= Glen Wilson (harpsichordist) =

Glen Wilson (born March 29, 1952) is an American-born Dutch harpsichordist, fortepianist, clavichordist and organist.

== Biography and career ==
Glen Wilson studied at the Juilliard School with Albert Fuller, then moved to the Netherlands, where he studied with Gustav Leonhardt. In 1980, he won all three categories of the Bruges International Competition. He worked with the Netherlands Chamber Orchestra, then resigned in 1982 to pursue a career as a soloist. In 1988, he moved to Bavaria, taking a teaching post at the Hochschule für Musik Würzburg.

Wilson worked with the Leonhardt Consort, Concentus Musicus Wien, La Petite Bande, and the Royal Concertgebouw Orchestra as continuo player, and was harpsichordist of choice with the Netherlands Opera for 20 years. He assisted Nicholas Harnoncourt with the latter's cycle of Mozart-da Ponte, which were later recorded for Teldec. Wilson's debut as conductor occurred in 1990, with the Netherlands Opera's production of Monteverdi's Il ritorno d'Ulisse in Patria.

Wilson has performed with Gustav Leonhardt, Emma Kirkby, Roberta Alexander, René Jacobs, Alice Harnoncourt, Max van Egmond, Wieland Kuijken, Michael Chance, and Mieneke van der Velden, and founded the Amsterdam Fortepiano Trio with Lucy van Dael and Wouter Möller.

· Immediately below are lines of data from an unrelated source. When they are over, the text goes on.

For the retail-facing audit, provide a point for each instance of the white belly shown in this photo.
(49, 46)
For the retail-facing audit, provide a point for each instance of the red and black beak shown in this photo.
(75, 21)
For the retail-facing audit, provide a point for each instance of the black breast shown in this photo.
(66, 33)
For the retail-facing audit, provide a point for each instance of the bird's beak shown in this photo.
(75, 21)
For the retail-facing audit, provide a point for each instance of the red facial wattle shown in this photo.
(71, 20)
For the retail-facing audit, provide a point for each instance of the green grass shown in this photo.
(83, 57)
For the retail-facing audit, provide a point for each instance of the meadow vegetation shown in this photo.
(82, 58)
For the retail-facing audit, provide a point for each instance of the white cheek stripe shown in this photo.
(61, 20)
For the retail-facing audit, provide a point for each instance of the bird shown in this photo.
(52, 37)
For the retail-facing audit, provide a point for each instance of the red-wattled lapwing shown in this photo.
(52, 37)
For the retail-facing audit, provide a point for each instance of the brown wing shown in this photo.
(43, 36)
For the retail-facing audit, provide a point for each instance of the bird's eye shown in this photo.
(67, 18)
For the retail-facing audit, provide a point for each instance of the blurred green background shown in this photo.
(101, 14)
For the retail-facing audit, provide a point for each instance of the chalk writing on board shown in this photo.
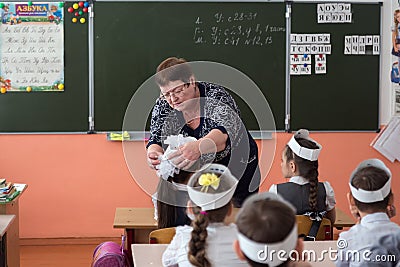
(235, 29)
(31, 53)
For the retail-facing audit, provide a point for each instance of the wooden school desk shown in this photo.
(145, 255)
(5, 223)
(12, 208)
(139, 222)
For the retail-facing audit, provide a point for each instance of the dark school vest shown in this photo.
(298, 196)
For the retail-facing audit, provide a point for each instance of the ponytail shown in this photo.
(197, 244)
(307, 169)
(312, 176)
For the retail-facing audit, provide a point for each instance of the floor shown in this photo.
(57, 255)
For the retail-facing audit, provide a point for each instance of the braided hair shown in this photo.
(396, 22)
(307, 169)
(197, 245)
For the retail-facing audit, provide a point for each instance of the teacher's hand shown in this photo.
(186, 155)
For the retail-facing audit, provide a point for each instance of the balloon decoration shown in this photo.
(79, 11)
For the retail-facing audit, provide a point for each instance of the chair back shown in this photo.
(162, 236)
(325, 231)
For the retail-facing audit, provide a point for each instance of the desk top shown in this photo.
(5, 222)
(343, 220)
(138, 218)
(143, 218)
(151, 254)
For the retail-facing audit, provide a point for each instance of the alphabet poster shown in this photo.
(31, 47)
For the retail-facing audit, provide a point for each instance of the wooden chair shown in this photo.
(325, 231)
(162, 236)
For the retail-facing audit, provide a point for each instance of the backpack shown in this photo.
(110, 254)
(394, 74)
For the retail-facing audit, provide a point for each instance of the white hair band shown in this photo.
(303, 152)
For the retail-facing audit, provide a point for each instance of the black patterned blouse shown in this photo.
(218, 111)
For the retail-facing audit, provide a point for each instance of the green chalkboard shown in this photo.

Wilson has made many recordings, including Bach's Well-Tempered Clavier, for Teldec, as part of their Bach 2000 complete edition; he contributed to a complete recording of Sweelinck's keyboard works; and he recorded a selection of works by Charles and Louis Couperin for the Naxos label, after editing an edition of the Couperins' Unmeasured Preludes. He has recorded many other renaissance and baroque works, including composers such as Buxtehude, Andrea Gabrieli, Gaspard le Roux, Giles Farnaby, Scarlatti, Cabezón, Byrd, Cavazzoni, and others.

Glen Wilson is married to fellow harpsichordist Naoko Akutagawa.